Рядом стоял священник. Уильям не просил его прийти, просто сказал при оформлении документов, что хочет поставить крест, и кто-то что-то кому-то передал, и священник пришёл сам. Пожилой, с короткой серой бородой, в тёмном пальто поверх рясы. Он провёл короткий обряд, Уильям не понял ни слова, потом замолчал и остался стоять. Не уходил. Уильям был ему за это признателен.
Он помолчал ещё немного, глядя на крест, а потом заговорил. Не потому что думал, скорее потому что нужно было что-то сделать со словами, которые стояли внутри с той ночи и никуда не шли.
— Мне очень жаль, сказал он по-английски, тихо, почти без голоса. — Это не должно было так кончиться. Ты заслуживала лучшего места. Ты заслуживала, просто лучшего.
Он остановился.
— Я присмотрю за ним. Этого, наверное, было достаточно. Больше слов не приходило, не потому что их не было, а потому что они все упирались в одно и то же: она не слышит, крест пустой, и слова никуда не доходят. Уильям знал это и говорил всё равно, потому что не знал, что ещё делать.
Священник что-то негромко произнёс. Уильям не обернулся.
— Спасибо, сказал он по-русски. Одно слово из тех немногих, что уже сидели в голове. — Спасибо.

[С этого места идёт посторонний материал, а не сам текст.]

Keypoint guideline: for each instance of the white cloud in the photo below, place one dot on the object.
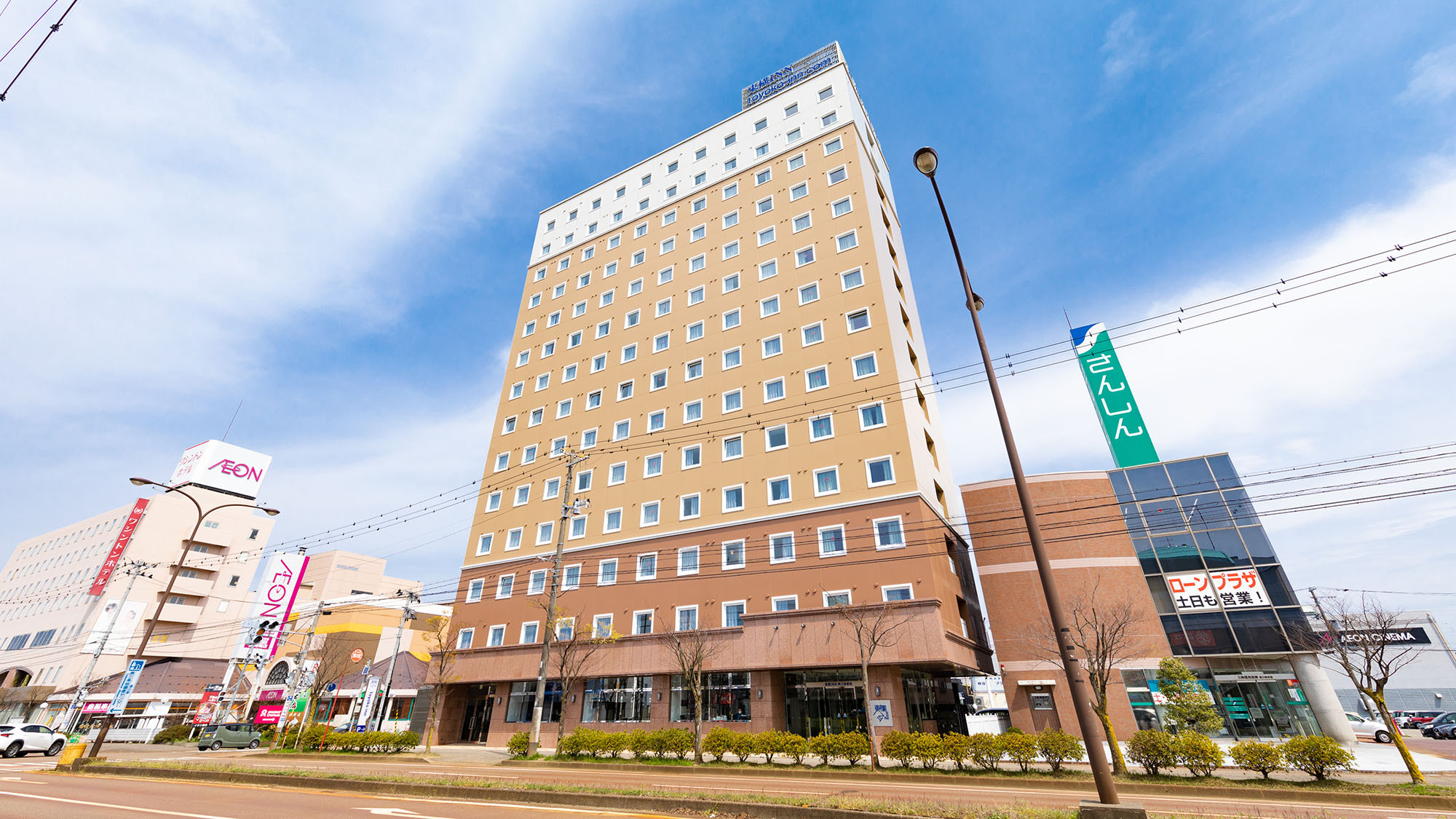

Священник кивнул, Уильям это почувствовал, не видя его. Потом услышал, как тот идёт прочь по подмёрзшей траве, шаги негромкие, осторожные, как у человека, который понимает, что уходить надо тихо.
Уильям ещё немного постоял у креста, имя было вырезано криво. Первая буква слишком глубокая, последняя едва видна. Когда-нибудь дерево начнёт гнить, и имя уйдёт раньше самого дерева, так всегда с мелкими порезами, он знал это и понимал, когда работал с деревом. Он подумал, что надо будет сделать что-то постоянное, позже, когда встанет на ноги. Из камня, может быть, или просто новый крест, нормальный.
Малой пошевелился и потянул рукой куда-то внутрь одеяла и затих снова. Уильям развернулся и пошёл. Поле впереди было плоское, серое, тянулось до горизонта без каких-либо опознавательных знаков. Небо над ним было такого же цвета. Где-то там, за полем, был участок который им выделили, четыре гектара промёрзшей земли, голые столбы будущего забора и фундамент, залитый ещё при советах, растрескавшийся по одному углу. Уильям видел его вчера, стоя в ноябрьской грязи, пока чиновник объяснял что-то, показывая рукой на горизонт.
Он не оглянулся на крест, не потому что не хотел. Просто знал, что если обернётся, то встанет, и стоять будет долго, и в этом не будет смысла, а только трата того, чего у него было в обрез. Времени, тепла в руках. Всего.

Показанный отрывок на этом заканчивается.